During the procedure, the deployment and positioning of the distal end of the valve must to be very precise so that it does not excessively protrude into the pulmonary artery bifurcation. To achieve this, radiopaque marks on the distal end of the straight part of the valve have to be positioned just at the pulmonary artery bifurcation. Repeated RVOT angiograms are used to help with this fine positioning. Some of these angiograms can be avoided when using 3DRA guidance and on screen 3D roadmap [11]. Haemodynamic monitoring is crucial during the deployment because this is a covered stent and when the valve is half deployed the blood flow through the RVOT can be compromised resulting in hypotension or bradycardia. The proximal end of the valve needs to be quickly deployed which results in a rapid recovery of haemodynamics and rhythm.

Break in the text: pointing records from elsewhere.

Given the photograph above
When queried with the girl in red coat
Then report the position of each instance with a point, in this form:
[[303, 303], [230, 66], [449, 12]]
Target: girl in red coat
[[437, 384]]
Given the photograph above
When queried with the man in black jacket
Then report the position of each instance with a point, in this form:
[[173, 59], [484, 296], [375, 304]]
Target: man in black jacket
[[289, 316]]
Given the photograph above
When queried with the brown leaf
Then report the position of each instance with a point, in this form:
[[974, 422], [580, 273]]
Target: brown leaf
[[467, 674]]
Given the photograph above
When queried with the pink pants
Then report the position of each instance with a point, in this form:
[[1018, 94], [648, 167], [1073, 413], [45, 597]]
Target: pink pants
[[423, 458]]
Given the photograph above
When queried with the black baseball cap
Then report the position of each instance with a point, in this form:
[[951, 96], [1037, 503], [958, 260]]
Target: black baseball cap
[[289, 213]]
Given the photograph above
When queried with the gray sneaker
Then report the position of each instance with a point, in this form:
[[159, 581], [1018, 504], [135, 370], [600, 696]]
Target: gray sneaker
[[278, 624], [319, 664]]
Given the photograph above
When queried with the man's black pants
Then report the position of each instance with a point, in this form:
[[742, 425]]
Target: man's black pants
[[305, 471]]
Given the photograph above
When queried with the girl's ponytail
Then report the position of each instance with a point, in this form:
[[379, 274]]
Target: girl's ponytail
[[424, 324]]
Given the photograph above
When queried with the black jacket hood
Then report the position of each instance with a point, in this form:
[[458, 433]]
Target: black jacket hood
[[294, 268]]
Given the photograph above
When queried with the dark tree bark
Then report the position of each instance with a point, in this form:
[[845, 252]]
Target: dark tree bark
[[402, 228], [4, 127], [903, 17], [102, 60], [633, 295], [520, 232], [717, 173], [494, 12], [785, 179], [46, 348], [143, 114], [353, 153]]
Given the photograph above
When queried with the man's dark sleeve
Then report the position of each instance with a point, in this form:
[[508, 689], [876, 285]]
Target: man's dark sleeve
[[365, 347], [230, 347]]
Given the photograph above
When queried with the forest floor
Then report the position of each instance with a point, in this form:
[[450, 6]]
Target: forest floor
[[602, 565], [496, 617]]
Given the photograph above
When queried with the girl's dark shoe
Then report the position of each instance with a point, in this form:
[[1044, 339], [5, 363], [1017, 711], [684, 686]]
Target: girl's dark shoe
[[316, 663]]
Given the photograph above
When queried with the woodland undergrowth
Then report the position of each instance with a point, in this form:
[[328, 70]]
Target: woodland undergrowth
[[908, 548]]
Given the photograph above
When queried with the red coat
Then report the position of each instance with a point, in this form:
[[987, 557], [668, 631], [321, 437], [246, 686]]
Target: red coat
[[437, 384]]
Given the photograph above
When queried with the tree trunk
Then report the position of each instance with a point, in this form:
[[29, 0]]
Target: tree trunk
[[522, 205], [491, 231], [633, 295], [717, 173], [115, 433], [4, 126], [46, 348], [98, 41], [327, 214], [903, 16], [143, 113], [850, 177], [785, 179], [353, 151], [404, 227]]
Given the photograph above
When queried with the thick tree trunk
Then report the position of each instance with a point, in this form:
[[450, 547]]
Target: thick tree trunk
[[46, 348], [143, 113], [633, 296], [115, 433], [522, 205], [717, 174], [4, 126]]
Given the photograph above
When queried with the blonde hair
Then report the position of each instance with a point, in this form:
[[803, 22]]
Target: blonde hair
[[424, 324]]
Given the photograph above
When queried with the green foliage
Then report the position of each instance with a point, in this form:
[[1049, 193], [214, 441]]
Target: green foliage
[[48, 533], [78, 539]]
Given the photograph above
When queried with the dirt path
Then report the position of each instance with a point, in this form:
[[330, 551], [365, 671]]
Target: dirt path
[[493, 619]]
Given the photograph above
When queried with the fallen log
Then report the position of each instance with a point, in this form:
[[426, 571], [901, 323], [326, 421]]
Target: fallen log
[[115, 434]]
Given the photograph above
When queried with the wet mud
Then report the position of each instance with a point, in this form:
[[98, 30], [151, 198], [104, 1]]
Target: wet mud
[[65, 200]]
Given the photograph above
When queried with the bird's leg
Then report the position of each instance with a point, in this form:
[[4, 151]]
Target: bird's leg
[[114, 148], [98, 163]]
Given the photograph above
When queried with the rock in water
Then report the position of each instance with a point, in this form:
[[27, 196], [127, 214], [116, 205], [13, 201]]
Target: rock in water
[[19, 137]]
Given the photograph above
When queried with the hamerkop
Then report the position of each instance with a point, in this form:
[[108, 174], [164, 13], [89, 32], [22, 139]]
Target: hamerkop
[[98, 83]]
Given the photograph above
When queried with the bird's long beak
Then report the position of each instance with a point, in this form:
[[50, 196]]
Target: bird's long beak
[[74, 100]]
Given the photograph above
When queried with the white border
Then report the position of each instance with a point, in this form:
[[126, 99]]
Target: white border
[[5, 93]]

Incomplete detachment of the valve has been reported causing unintentional valve migration into the right ventricle [6]. In order to avoid this, attention must to be paid to the appearance of the proximal flare in two different fluoroscopic views checking the release from the proximal hooks. If one of these is not fully released gentle clockwise or counterclockwise rotation of the delivery system may allow the hooks to detach completely from the delivery system. Also, as a safety tip, the distal end (‘carrot’) of the delivery catheter must be pulled back carefully and under fluoroscopic imaging to rule out the theoretical risk of engaging the stent with this.

Stent fractures were not seen in our patients. This has been reported for the Melody valve and pre-stenting has reduced this [12]. For Venus p‑valve implantation, pre-stenting is not necessary but it is possible that a dilated non-calcified native RVOT exerts less compression force on the stent frame avoiding the occurrence of stent fractures. However, the proximal end of the Venus valve is deployed in the contractile RVOT, this being a factor to produce stent fractures. Follow-up studies will be needed to evaluate the occurrence of late fractures.

Conclusions

Our experience reproduces the encouraging initial results of implanting the Venus p‑valve in patients with Tetralogy of Fallot repaired using the transannular patch technique. The Venus p‑valve is expanding the scope of percutaneous valve implantation in patients with a dilated RVOT which is out of range for the available percutaneous valves. The Venus p‑valve seems to work well in the short term follow-up. Further long-term studies are needed to bring more information on issues like durability and fractures.